During this time, the government also sought higher dividends from the state owned power companies, which in turn put upward pressure on prices.

After its election in 2008, National reinstated the policy pressures on competitive producers and retailers. Consumers were encouraged to shop around for alternative electricity suppliers, just as they do for air travel, mobile phones, or petrol, with initiatives like Powershop, the What’s My Number campaign and greater transparency of pricing.

As a result, power prices have risen at a far slower rate than in the 7 years prior to 2008. Whether they can or will fall further on a sustainable basis, depends on the policies being followed by the government of the day, and perhaps more importantly on the cost of each new increment of electricity generation capacity as New Zealand has run out of “cheap” renewable energy such as hydro.

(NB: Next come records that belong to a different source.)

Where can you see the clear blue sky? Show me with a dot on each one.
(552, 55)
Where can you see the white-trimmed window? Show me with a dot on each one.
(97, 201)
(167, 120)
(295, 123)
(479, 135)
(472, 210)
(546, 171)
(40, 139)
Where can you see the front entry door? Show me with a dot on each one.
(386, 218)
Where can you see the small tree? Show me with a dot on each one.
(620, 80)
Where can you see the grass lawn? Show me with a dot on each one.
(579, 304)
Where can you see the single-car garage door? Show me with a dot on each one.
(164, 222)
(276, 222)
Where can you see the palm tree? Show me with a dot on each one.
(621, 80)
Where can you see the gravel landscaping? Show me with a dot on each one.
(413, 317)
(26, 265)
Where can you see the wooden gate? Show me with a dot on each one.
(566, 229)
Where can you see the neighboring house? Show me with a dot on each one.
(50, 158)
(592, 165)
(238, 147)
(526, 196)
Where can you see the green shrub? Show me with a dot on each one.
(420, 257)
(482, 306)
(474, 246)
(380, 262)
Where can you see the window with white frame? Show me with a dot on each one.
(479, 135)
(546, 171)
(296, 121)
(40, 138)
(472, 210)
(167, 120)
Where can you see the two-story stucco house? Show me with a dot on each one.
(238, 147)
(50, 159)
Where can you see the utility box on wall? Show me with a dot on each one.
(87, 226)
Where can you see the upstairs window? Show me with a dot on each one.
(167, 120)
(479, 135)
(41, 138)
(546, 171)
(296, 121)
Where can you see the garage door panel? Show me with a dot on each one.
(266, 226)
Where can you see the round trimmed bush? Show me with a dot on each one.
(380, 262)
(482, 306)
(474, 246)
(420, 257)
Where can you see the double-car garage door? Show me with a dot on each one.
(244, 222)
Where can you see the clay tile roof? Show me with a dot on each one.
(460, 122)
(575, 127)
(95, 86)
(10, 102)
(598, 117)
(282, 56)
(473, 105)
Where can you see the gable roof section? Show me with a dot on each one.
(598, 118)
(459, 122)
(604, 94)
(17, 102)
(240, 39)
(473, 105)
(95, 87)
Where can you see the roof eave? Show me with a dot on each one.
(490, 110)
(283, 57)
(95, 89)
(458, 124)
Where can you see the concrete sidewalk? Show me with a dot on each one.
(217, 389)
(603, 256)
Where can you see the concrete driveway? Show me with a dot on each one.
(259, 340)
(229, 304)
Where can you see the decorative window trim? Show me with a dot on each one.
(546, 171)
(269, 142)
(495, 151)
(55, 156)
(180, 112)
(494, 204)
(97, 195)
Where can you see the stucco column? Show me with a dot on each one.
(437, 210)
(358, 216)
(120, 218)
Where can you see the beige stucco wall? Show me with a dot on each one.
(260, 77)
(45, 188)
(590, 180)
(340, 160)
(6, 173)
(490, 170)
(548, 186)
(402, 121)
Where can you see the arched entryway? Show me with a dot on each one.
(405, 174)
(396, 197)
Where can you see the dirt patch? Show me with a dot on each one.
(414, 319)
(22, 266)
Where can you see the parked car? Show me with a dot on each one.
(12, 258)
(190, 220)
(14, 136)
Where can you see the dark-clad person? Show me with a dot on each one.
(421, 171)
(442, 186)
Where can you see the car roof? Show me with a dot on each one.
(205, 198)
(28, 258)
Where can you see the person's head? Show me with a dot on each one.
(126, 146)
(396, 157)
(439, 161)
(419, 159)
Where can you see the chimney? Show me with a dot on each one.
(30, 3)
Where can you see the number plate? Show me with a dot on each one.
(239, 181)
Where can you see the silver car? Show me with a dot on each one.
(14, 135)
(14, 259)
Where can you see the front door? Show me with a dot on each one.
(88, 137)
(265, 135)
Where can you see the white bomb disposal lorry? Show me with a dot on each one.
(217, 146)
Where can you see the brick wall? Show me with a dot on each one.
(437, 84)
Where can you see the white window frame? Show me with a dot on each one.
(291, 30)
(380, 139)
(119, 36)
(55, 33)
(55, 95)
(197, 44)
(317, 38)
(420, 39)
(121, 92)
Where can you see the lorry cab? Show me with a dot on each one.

There are some things to be done to make the market work better, and put pressure on the industry to deliver the lowest possible prices to consumers. I would include the following:

  • Mandating smart meters into all electricity consumers’ premises
  • Consider removing metering from the generators and putting them in the hands of independent meter operators or lines companies
  • Improve the ability of independent retailers of electricity to provide electricity to household consumers, by removing any barriers to their ability to buy power from generators, independent retailers or the wholesale market
  • Providing a power tariff for household consumers to buy power through the wholesale market (to get the benefit of low prices when the wholesale market is over-supplied)
  • Make it easier for individuals to generate their own power and supply into the grid, with a certain, if necessary mandated, tariff payable by lines or generation companies

There are serious problems with the proposals of the Lab-NZF-Greens coalition. Most
countries that have tried the single power purchaser model at the heart of their policy have discarded them. Furthermore, the claims by the coalition that the big 4 electricity generators earned ‘super profits” of $4.3 billion has been firmly rejected by the author of the figure, Professor Frank Wolak1.

These are unforgiveable errors by the Lab-NZF-Greens, and significantly weaken the analysis underlying the justification for their policy, and therefore the policy proposals themselves. They would have been far better to build on the development of a world-best competitive electricity market in New Zealand, rather than U-turn to an electricity market model discredited in the rest of the world.

As a country we have clearly reached a fork in the road: do we continue to promote competitive measures to force competitive generators to look for lower cost solutions, together with sensible regulation on monopoly parts of the electricity sector; or do we return to the post-war model of monopoly state ownership and control, where political parties determine prices and profits?